What strikes me about this story is that Mary had to figure out what power she had in this situation. She didn’t have the power to bring her son back. She didn’t have the power within herself to forgive her son’s killer. But she did have the power to visit him in prison and to share her story. And from that small act of humility, God’s love began to work and grow in her heart and in the heart of a man who seemed beyond restoration.

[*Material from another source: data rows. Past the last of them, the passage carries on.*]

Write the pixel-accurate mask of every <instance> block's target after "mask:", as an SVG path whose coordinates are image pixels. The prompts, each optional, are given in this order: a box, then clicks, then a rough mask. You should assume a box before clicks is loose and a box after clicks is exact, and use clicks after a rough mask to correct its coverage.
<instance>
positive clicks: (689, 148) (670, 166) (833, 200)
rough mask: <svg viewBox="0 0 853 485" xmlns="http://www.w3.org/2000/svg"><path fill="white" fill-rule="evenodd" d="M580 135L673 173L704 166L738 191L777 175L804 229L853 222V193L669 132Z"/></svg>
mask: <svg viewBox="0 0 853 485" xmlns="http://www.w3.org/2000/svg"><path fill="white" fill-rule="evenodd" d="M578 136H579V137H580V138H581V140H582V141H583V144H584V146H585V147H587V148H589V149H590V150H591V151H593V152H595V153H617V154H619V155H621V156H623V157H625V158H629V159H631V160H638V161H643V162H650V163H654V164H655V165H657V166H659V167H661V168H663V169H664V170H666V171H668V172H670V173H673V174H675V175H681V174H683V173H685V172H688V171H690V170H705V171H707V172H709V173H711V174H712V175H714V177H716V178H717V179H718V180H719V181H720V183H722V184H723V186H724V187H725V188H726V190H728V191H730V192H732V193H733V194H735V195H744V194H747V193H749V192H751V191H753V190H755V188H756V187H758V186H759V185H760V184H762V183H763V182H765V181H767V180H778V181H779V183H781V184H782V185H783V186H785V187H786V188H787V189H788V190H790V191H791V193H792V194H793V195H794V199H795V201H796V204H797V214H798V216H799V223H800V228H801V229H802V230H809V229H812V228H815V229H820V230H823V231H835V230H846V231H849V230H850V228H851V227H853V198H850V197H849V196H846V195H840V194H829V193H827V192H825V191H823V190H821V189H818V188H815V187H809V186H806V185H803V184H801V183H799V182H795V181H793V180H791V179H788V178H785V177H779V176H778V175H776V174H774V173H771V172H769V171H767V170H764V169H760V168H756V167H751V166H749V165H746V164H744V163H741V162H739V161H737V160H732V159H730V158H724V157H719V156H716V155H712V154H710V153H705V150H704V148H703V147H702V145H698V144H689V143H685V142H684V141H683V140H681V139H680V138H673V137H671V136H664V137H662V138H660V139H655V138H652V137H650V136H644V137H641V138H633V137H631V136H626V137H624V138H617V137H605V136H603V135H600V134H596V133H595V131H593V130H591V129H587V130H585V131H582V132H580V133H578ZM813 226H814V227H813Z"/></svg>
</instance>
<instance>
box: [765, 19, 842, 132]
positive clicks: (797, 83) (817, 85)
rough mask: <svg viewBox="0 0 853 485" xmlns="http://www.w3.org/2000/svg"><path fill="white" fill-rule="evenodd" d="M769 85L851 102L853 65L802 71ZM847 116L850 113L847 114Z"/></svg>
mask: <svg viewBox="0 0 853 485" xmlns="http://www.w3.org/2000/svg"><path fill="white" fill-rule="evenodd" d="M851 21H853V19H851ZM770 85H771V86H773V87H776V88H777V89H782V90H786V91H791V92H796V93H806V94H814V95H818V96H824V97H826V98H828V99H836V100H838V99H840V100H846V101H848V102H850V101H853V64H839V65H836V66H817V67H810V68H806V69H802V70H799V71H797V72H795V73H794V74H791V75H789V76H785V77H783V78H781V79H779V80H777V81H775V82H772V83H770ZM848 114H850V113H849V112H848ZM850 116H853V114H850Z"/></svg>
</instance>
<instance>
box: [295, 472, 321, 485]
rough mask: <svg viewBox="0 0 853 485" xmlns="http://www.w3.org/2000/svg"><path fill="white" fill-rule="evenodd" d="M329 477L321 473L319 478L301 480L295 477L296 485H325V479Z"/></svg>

As you consider how God has shown you his love this Advent, ask yourself what power you have to share that love with others. Ask yourself how you can use your power to participate in God’s restoration plan. Ask yourself how you can be a light that shines in the darkness. God shares his love through those who have limited power. God shares his love through humility; the humility of a manger, the humility of a young man who chose to obey despite the risk it involved. And God will share his love through us this Advent season, as we look for ways to use our limited power to act justly, to love mercy and to walk humbly with our God.